To make your life easier later on, add this line to your .bashrc (or whatever startup file is appropriate for the shell you are using):

export SPARK_HOME=~/spark

Now source the file you just added this line to, e.g.

> source .bashrc

and try to run a basic spark example to see if everything is working:

> $SPARK_HOME/bin/spark-submit $SPARK_HOME/examples/src/main/python/pi.py 10

Using this material

Notebooks can be downloaded and run on a local machine or any spark cluster. The notebooks require IPython > 3.0.

First, clone this repository on your local disk (if you set up the VM above, you've already done this):

$ git clone https://github.com/rokroskar/spark_workshop.git

Here, the instructions diverge briefly depending on whether you are running in a VM or your own installation:

Using the VM (vagrant)

If the VM is not running, start it with vagrant up.

Now we will launch the notebook server inside the VM

$ vagrant ssh -c "notebooks/start_notebook.py --setup --launch"

Using your own installation

Simply setup/launch the notebook server from the notebooks directory

$ notebooks/start_notebook.py --setup --launch

Back on the same page

From here the process is identical. The start_notebook.py script first sets up a secure notebook for you, so you will be prompted to enter a password (this is just for you, so pick anything you want). Finally, when it's finished you will see a message with something like this

[I 15:32:11.906 NotebookApp] The IPython Notebook is running at: https://[all ip addresses on your system]:8889/
[I 15:32:11.906 NotebookApp] Use Control-C to stop this server and shut down all kernels (twice to skip confirmation).
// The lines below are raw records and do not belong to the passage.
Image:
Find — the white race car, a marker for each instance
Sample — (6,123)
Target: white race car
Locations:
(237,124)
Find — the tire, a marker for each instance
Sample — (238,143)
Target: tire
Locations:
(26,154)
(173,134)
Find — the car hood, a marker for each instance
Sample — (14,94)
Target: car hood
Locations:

The number at the end of https://[all ip addresses on your system]:8889/ is the port number on which the notebook is running. You can access it by simply going to https://localhost:8889 in your local browser. Make sure you specify https and not just http! This will bring up a menacing message like this

firefox_warning

about an untrusted certificate (we created a self-signed certificate during the notebook setup). You can safely ignore this and either click "Advanced -> Proceed to localhost" (in Chrome) or "I understand the risks -> Add Exception" (in Firefox) or simply "Continue" (in Safari).

Note that the --setup option is only needed the first time you start the notebook (to set up your SSL certificate and password) -- you can leave it out when starting the notebook server up again at some later point.